ABSTRACT

Foreign language education provides excellent opportunities to expose students to language cultures through experiences that can enrich their understanding not only of language and culture but also themselves and their roles in communities local to global. Service learning (SL) is an empirically supported high-impact pedagogy that integrates academic material, community-engaged activities and critical reflection to achieve academic, civic and personal growth learning goals and to advance public purposes. Through intentional design, learning in any and all of these categories can be intercultural in nature, and community change can be linked to local, regional, national, and/or global change initiatives. With its goals and processes co-created by instructors, students and community members, SL has great potential to cultivate among all participants the knowledge, skills, attitudes and behaviors associated with global citizenship, including the critique of self and of systems on which authentic, culturallycontextualized and effective efforts to move toward justice, sustainability and peace (the ultimate ends held up by this volume) depend.

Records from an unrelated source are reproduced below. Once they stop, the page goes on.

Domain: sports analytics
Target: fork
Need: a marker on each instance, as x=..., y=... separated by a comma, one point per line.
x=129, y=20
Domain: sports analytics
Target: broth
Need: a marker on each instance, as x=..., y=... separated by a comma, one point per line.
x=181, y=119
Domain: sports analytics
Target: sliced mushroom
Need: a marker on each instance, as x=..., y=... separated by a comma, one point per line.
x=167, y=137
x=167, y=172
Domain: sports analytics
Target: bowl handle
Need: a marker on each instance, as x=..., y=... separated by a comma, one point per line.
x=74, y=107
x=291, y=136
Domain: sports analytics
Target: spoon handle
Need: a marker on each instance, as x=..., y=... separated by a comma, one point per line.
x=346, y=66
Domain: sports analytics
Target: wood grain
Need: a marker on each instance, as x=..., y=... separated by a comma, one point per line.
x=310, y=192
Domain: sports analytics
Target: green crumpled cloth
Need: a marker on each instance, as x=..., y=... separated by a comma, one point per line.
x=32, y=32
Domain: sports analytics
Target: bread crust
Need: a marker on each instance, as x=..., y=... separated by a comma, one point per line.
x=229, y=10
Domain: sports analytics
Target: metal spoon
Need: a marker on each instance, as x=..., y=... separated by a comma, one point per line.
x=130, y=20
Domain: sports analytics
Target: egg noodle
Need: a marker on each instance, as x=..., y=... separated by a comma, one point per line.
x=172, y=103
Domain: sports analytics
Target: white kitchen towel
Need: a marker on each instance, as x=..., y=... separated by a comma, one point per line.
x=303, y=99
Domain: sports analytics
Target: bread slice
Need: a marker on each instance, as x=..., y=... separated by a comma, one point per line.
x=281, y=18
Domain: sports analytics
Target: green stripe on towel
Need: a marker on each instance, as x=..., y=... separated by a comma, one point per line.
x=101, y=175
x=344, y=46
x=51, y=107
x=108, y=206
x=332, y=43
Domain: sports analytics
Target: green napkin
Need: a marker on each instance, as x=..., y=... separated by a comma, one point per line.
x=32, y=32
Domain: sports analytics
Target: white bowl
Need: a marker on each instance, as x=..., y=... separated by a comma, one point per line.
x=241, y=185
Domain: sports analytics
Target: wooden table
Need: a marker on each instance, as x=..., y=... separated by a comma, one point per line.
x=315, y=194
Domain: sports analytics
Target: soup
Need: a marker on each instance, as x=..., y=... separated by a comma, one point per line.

SL integrated into foreign language education may provide one of the most potent means for developing global citizenship, amplifying language acquisition and enhancing civic-minded democratic engagement as articulated in such frameworks as the Council of Europe’s Competences for Democratic Culture, UNESCO’s Framework for Global Citizenship and the United Nations’ Sustainable Development Goals. This chapter provides an overview of the what, why and how of SL as a significant, ongoing and worldwide innovative change in pedagogy and also explores opportunities and challenges associated with its use in foreign language education.